This repo contains free guided browser scenarios for SRE and on-call practice.
The scenarios are clean-room training material. Learners use realistic incident-response workflows and real terminal commands where useful, while all services, alerts, logs, metrics, and evidence remain fictional.
| Scenario | Status | What learners practice | Link |
|---|---|---|---|
| API Error Rate Alert | Live | Alert triage, curl, Docker logs, grep, awk, severity, first stakeholder update |
https://killercoda.com/josuecross/scenario/sre-api-error-rate-triage |
| Kubernetes CrashLoopBackOff Triage | Live | kubectl status checks, pod events, logs, configuration comparison, fix-forward, recovery verification |
https://killercoda.com/josuecross/scenario/kubernetes-crashloopbackoff-triage |
| Queue Backlog / Worker Saturation Triage | Live | Queue metrics, worker logs, backlog trend, mitigation, drain verification, first stakeholder update | https://killercoda.com/josuecross/scenario/queue-backlog-worker-saturation |
| Deployment Mismatch / Rollback Decision Triage | Live | Health versus workflow behavior, release/config comparison, rollback decision, recovery verification, first stakeholder update | https://killercoda.com/josuecross/scenario/deployment-mismatch-rollback |
SRE On-Call Triage: API Error Rate Alert
https://killercoda.com/josuecross/scenario/sre-api-error-rate-triage
In this scenario, learners act as the on-call responder for TaskFlow Demo, inspect a running training API, reproduce intermittent 5xx failures, review logs, estimate impact, classify severity, and draft a first stakeholder update.

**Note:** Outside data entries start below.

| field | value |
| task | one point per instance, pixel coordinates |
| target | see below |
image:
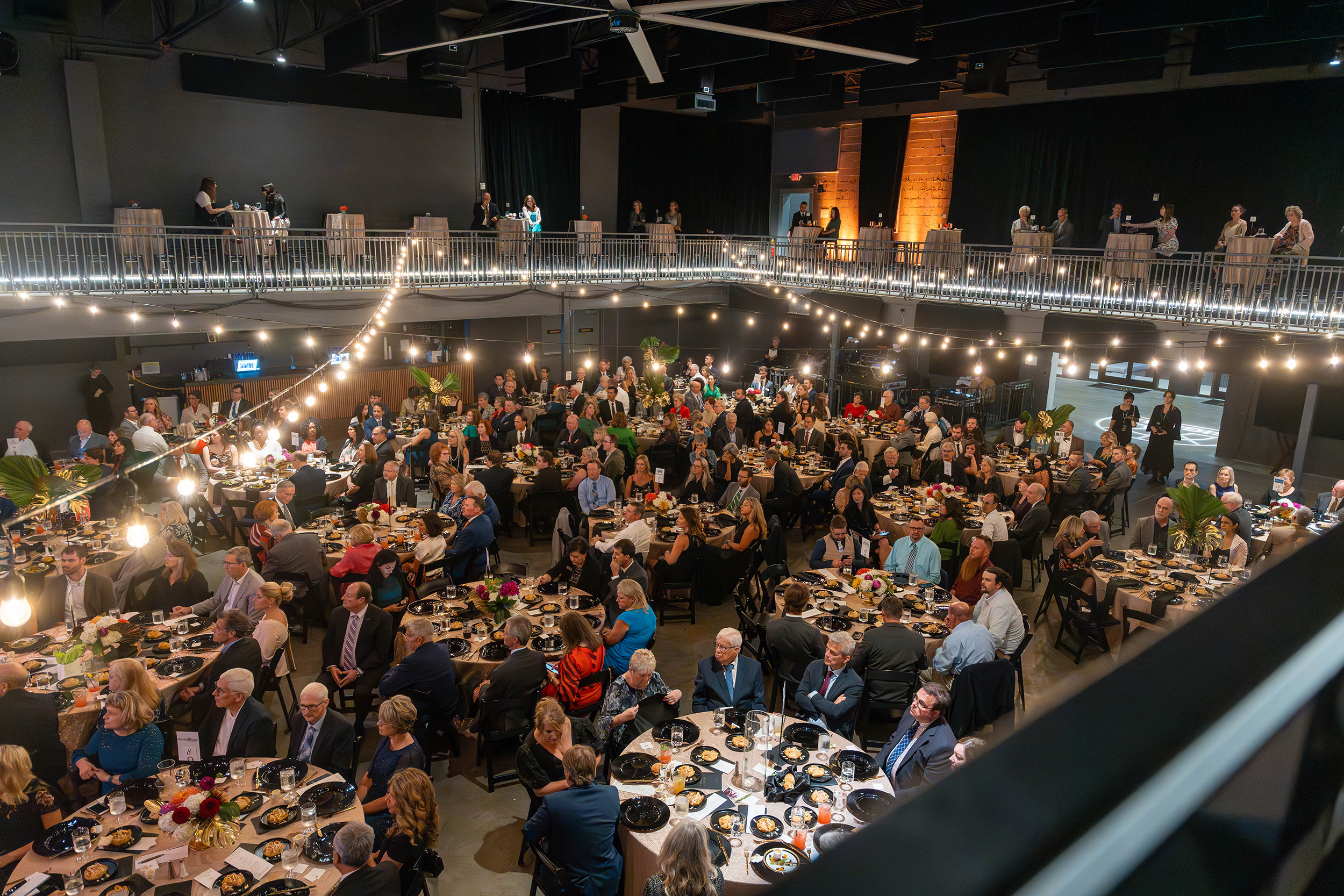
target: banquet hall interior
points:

Kubernetes CrashLoopBackOff Triage
https://killercoda.com/josuecross/scenario/kubernetes-crashloopbackoff-triage
In this scenario, learners inspect a CrashLoopBackOffing Kubernetes api-service, review events and logs, compare configuration expectations, apply a safe fix-forward, and verify recovery.
Queue Backlog / Worker Saturation Triage
https://killercoda.com/josuecross/scenario/queue-backlog-worker-saturation
In this scenario, learners inspect a growing async queue backlog, compare queue depth with worker capacity, apply a safe training mitigation, verify drain, and draft a first update.

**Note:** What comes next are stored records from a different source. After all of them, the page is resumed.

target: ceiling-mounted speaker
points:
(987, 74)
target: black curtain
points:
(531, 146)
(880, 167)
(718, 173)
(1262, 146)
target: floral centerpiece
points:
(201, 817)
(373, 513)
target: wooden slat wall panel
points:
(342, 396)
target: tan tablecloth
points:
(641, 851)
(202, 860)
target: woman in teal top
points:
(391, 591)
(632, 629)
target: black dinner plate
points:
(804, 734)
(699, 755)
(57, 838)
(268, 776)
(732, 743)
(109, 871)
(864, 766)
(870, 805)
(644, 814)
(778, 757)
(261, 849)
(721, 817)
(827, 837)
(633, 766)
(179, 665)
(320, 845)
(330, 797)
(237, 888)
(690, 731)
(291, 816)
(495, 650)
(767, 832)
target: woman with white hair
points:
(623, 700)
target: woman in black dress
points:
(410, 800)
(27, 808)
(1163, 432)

Deployment Mismatch / Rollback Decision Triage
https://killercoda.com/josuecross/scenario/deployment-mismatch-rollback
In this scenario, learners compare health checks with workflow behavior, inspect release and runtime config, choose a rollback in a training context, verify recovery, and draft a first update.

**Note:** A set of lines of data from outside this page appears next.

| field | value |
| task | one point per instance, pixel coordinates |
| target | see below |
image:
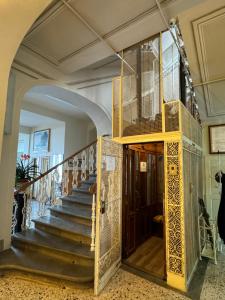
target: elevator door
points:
(139, 192)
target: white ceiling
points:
(30, 119)
(60, 47)
(59, 43)
(203, 29)
(54, 104)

- Noisy alert / false positive
- Weak postmortem action items
The paid companion pack is sold separately on Gumroad. It includes deeper written labs, answer keys, completed postmortems, portfolio guidance, and local practice materials.
Main paid companion pack:
https://cruzer480.gumroad.com/l/cwepcj
A lower-cost single CrashLoopBackOff kit is also available separately:
https://cruzer480.gumroad.com/l/sre-crashloopbackoff-kit
This public repo should not include paid answer keys, completed postmortems, portfolio guides, ZIP packages, or private companion-pack source files.
TaskFlow Demo and all scenario evidence are fictional training material. Do not add real incidents, real logs, real dashboards, tickets, chat messages, private runbooks, employer systems, customer names, or proprietary architecture to this repo.